Solved – Finding the similarity between two functions

functiongenetic algorithmskolmogorov-smirnov testsimilarities

I am a first-year grad student in Computer Science, and I need some help with a problem that I think is statistically oriented. I have taken a statistics course, but it was abysmal and I haven't had time to rectify that. But anyway, my problem stems from a project I'm working on involving genetic programming, where I'm randomly generating functions. Please bear with my description, as it's been a while since I've had a formal theory course too.

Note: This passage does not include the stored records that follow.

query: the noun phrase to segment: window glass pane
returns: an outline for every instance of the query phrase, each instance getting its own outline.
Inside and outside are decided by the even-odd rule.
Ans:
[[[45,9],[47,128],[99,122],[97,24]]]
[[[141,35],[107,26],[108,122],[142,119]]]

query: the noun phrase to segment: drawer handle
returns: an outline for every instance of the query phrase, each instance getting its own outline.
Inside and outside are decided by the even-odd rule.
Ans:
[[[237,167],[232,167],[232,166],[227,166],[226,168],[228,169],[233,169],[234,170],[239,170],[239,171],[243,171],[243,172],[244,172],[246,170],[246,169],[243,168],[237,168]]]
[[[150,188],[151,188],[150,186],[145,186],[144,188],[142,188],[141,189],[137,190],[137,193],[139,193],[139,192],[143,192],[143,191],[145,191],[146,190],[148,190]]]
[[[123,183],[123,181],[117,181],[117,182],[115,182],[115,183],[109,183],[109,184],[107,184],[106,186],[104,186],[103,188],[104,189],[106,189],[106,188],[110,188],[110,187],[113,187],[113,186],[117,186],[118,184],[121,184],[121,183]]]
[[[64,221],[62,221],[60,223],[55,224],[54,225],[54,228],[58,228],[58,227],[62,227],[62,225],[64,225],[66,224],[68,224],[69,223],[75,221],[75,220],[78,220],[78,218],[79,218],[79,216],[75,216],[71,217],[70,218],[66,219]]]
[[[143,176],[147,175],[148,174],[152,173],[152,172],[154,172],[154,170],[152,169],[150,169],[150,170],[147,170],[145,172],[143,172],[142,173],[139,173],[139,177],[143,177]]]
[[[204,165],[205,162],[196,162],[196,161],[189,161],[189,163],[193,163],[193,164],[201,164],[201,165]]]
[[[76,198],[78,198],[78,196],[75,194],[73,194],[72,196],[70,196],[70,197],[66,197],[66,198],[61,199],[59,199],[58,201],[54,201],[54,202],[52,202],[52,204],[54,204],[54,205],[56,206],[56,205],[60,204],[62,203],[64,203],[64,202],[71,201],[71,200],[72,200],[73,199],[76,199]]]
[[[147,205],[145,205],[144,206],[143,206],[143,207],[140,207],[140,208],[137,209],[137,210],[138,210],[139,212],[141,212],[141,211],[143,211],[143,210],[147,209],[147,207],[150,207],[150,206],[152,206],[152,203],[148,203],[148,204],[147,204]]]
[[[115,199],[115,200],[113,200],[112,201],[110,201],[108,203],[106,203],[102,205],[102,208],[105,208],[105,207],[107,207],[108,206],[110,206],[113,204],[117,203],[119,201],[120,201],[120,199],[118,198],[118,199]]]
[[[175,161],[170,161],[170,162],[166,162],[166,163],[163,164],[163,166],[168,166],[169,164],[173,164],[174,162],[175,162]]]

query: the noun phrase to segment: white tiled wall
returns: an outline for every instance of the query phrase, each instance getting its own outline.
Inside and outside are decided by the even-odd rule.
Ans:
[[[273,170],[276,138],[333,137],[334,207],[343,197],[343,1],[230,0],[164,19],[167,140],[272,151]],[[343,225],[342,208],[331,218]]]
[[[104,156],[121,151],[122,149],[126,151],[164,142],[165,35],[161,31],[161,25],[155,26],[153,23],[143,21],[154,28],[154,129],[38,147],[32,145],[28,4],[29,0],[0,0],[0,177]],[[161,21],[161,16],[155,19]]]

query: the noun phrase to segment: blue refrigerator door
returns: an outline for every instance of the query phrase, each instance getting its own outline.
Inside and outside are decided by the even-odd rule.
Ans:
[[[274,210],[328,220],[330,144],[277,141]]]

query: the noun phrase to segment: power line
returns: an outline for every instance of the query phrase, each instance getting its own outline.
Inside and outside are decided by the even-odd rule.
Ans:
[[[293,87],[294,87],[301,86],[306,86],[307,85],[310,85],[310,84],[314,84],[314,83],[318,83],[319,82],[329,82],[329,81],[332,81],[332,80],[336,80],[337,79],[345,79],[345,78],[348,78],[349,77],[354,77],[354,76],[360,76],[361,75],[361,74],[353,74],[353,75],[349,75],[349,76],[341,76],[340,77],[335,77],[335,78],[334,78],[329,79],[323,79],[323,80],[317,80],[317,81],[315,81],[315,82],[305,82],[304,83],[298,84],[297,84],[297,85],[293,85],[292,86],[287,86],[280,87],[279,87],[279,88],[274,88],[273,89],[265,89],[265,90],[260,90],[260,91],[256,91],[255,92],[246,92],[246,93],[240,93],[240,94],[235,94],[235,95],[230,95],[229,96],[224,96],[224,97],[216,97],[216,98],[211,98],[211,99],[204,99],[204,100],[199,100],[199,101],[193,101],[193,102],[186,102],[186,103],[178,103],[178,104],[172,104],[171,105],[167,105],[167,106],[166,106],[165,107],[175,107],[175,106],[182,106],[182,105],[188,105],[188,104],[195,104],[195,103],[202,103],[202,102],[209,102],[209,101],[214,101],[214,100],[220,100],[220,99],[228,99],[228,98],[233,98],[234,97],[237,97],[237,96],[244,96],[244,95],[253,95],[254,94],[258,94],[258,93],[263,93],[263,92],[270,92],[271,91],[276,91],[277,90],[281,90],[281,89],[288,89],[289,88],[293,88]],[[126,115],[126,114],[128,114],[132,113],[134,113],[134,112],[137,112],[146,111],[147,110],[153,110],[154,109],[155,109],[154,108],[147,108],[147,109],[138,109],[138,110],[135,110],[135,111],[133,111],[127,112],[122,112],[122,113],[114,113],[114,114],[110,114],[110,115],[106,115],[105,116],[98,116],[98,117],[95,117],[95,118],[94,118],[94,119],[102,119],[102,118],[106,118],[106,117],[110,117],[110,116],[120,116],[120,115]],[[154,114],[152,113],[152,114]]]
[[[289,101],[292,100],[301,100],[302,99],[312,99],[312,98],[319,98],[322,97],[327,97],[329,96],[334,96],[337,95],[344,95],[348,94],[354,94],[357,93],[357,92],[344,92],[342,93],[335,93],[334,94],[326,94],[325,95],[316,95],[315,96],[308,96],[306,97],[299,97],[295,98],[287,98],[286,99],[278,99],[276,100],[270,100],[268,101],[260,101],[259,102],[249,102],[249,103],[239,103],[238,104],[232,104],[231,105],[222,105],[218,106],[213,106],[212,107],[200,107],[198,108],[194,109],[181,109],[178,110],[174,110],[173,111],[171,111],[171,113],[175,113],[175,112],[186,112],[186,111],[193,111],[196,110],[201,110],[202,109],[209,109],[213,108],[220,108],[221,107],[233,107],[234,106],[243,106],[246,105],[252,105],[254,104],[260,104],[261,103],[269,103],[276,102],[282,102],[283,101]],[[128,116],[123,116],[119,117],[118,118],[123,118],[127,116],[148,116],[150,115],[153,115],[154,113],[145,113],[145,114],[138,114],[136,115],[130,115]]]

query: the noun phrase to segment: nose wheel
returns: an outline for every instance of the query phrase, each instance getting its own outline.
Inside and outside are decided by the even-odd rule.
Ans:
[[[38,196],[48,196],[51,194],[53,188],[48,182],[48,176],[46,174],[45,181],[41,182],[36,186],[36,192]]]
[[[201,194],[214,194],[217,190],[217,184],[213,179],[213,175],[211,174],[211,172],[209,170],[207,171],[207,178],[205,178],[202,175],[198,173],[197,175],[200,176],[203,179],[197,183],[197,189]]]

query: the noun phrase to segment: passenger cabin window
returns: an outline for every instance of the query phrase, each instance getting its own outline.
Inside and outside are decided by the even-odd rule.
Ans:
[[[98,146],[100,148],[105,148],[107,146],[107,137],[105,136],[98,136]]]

I have two continuous (but not onto) functions F and G, both of which map N variables to a single output. The domain of the input variables is the integers between -100 and 100. The range of the output is the Real numbers. I want to find some statistical measure of how "similar" the two functions are; given the finite inputs (of which there will be 201^N possible), how much variance(?) there is between the two functions outputs. Two identical functions should return no variance, and two wildly different functions should return a high variance.

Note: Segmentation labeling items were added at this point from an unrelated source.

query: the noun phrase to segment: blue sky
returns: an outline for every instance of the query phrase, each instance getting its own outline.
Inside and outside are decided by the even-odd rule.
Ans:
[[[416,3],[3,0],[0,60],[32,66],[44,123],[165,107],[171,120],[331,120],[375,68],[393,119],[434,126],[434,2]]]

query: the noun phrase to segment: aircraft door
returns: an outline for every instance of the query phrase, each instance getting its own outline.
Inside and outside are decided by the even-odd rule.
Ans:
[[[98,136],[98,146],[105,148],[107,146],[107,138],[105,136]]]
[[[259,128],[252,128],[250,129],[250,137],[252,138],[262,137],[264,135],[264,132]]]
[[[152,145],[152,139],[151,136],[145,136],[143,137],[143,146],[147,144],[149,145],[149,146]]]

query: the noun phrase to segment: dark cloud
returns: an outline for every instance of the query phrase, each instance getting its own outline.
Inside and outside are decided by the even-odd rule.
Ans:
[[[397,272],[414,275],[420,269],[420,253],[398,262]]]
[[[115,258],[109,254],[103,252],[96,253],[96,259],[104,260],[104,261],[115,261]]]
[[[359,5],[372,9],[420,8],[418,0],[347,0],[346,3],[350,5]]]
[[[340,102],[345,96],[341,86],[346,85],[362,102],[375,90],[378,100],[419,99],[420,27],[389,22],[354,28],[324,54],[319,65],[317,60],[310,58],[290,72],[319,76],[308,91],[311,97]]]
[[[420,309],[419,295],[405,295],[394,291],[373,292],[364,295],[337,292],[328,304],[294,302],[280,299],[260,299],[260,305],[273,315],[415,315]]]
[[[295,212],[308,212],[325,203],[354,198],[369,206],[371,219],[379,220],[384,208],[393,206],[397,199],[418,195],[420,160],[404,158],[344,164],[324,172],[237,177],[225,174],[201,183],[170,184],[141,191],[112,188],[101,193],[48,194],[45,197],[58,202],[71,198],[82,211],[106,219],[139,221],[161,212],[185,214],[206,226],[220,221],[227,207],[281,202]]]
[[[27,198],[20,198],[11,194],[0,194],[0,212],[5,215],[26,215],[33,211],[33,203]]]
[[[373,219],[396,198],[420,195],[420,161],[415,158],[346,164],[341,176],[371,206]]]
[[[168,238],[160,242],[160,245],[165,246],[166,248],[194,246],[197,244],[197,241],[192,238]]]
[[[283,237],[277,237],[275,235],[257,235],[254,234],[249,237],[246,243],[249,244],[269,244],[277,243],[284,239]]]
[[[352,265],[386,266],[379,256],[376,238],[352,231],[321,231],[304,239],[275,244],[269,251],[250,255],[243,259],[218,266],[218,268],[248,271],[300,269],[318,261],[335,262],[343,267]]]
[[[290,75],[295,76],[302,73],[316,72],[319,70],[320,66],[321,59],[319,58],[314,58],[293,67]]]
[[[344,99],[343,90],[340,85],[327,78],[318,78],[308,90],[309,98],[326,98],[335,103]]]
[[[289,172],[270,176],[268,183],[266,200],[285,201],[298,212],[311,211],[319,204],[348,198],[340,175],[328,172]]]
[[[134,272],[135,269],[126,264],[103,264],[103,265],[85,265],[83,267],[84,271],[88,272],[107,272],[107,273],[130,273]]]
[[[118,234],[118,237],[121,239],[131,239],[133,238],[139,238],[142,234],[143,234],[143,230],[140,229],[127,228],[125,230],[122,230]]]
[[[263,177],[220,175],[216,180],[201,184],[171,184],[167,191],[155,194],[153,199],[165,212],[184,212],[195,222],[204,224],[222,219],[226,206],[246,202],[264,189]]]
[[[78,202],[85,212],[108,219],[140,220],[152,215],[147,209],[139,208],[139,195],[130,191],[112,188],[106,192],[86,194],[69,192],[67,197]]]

Since N will typically be greater than 6, I can't iterate through all the possible inputs and compare the outputs, so I figured I could take some sampling at regular intervals (e.g. every multiple of 10, so that it's only 10^N). But here's about where I realize I have no idea what I'm doing. How do I determine if two numbers are "highly variant" from each other? What sample size do I need to use to have confidence in my results?

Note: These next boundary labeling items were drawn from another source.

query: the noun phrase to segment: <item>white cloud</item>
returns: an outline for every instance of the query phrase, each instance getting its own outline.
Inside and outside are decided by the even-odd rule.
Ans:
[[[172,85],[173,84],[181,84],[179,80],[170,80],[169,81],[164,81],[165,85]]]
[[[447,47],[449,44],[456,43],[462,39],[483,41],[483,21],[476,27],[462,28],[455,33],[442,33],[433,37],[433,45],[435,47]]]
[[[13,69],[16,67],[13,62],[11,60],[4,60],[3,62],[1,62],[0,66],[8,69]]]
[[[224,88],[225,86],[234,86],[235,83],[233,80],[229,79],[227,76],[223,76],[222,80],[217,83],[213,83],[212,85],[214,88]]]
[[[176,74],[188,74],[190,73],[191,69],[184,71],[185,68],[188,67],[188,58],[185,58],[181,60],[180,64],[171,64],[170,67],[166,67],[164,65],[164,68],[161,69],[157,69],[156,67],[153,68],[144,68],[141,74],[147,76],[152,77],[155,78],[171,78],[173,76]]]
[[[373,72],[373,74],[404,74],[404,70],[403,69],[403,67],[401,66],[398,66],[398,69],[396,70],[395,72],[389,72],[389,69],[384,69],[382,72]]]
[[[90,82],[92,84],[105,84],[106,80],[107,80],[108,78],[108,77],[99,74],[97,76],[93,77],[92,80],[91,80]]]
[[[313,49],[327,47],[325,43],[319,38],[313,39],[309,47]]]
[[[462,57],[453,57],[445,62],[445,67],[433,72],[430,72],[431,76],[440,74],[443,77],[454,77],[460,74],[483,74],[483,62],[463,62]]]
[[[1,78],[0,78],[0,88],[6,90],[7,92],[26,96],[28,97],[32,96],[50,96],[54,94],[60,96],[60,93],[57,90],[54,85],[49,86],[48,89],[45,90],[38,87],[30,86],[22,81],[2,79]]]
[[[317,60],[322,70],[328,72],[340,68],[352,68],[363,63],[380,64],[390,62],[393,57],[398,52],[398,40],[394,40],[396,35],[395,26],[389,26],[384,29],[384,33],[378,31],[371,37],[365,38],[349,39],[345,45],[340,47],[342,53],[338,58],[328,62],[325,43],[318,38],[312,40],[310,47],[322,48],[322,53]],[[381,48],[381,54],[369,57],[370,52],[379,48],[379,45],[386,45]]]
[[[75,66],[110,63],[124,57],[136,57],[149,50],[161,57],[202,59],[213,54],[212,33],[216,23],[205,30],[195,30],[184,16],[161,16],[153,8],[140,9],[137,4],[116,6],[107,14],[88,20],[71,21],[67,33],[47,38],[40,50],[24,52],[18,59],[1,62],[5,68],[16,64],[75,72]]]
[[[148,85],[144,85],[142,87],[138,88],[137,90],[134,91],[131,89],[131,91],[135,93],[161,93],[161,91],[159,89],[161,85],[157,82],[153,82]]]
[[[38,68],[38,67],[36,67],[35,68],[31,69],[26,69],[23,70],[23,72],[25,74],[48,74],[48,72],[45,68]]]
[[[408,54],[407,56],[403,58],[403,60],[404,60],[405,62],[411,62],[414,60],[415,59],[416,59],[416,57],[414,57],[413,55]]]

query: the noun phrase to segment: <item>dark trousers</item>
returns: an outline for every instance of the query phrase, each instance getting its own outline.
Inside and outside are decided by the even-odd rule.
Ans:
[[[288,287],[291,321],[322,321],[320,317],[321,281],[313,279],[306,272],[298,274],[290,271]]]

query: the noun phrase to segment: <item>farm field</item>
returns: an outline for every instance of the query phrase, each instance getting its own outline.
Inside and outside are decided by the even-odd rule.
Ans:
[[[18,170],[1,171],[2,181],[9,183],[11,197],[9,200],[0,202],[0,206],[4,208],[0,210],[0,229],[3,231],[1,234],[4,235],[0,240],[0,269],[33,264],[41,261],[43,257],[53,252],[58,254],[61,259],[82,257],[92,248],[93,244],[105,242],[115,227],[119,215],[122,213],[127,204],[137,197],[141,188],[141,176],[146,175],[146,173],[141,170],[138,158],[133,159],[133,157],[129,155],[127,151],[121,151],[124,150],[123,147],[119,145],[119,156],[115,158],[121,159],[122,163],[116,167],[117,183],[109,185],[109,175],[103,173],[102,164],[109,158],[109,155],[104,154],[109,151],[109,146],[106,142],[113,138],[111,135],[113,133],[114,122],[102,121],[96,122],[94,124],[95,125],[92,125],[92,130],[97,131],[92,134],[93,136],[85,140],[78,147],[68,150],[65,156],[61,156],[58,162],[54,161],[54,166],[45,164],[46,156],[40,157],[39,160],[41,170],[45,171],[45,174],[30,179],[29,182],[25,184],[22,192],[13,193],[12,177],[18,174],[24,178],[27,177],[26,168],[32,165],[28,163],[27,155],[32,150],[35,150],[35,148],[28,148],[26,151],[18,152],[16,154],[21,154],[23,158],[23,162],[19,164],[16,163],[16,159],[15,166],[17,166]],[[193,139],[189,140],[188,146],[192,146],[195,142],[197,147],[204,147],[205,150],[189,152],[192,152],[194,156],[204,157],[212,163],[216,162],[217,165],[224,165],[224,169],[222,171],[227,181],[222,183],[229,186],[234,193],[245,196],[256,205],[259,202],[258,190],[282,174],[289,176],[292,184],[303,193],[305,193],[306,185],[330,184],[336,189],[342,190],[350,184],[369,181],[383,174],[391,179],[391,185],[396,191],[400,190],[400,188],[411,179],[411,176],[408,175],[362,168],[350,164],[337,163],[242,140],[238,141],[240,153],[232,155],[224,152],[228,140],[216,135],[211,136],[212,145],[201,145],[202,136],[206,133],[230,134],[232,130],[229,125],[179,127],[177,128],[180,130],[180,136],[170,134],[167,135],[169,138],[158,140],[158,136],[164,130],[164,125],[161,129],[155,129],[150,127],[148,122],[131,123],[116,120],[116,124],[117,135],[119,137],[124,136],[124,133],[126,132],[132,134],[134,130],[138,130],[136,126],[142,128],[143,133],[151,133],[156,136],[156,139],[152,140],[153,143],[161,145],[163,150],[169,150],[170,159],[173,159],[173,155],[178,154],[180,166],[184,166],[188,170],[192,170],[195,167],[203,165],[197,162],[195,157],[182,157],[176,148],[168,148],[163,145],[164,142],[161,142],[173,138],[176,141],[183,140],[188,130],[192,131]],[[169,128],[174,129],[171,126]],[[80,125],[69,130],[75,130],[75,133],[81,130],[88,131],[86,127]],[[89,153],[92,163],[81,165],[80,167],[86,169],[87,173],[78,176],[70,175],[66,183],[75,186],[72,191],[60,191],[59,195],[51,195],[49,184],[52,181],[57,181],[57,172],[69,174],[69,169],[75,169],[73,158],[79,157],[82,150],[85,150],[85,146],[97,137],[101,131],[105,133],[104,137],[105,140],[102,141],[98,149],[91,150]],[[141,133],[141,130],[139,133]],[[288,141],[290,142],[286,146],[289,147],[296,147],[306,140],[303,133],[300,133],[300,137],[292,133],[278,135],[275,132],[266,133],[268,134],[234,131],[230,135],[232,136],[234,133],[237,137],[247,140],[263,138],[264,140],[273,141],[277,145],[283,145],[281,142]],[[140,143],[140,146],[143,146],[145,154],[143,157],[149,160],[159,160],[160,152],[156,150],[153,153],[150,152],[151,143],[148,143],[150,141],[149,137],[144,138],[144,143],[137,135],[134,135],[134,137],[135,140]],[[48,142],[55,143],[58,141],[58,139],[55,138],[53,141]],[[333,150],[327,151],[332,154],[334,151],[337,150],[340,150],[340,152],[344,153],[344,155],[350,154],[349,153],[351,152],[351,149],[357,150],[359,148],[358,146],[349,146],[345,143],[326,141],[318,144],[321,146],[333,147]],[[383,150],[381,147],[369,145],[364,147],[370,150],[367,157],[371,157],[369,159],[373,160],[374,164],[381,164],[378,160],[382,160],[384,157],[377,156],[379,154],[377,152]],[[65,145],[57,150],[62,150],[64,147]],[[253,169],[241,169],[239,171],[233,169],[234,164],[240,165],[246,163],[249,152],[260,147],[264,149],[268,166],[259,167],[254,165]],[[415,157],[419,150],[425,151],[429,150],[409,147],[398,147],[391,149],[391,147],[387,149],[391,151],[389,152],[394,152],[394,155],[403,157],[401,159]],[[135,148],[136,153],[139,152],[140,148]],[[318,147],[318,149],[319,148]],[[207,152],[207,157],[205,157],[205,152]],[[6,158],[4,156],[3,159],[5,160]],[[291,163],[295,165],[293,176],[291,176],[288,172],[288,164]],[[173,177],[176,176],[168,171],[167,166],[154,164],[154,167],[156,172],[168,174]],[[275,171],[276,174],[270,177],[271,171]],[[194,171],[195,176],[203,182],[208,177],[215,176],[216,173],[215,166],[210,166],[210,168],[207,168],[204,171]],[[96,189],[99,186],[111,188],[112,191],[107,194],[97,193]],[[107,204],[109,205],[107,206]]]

My current approach is to compare the functions with a two-sided Kolmogorov-Smirnov Test. Since that test doesn't seem to scale well to multi-variate problems, I've taken advantage of my limited domains to just treat the problem as having a single variable by concatenating my variables. So the first value of the variable is (-100:100:100:100:100:100), the second is (-100:100:100:100:100:099), and the last is (100:100:100:100:100:100). Does that even make sense?

Best Answer

Calculate a correlation of two functions over a set of random examples. The two-sided Kolmogorov-Smirnov test compares one-dimensional distributions, not multidimensional functions.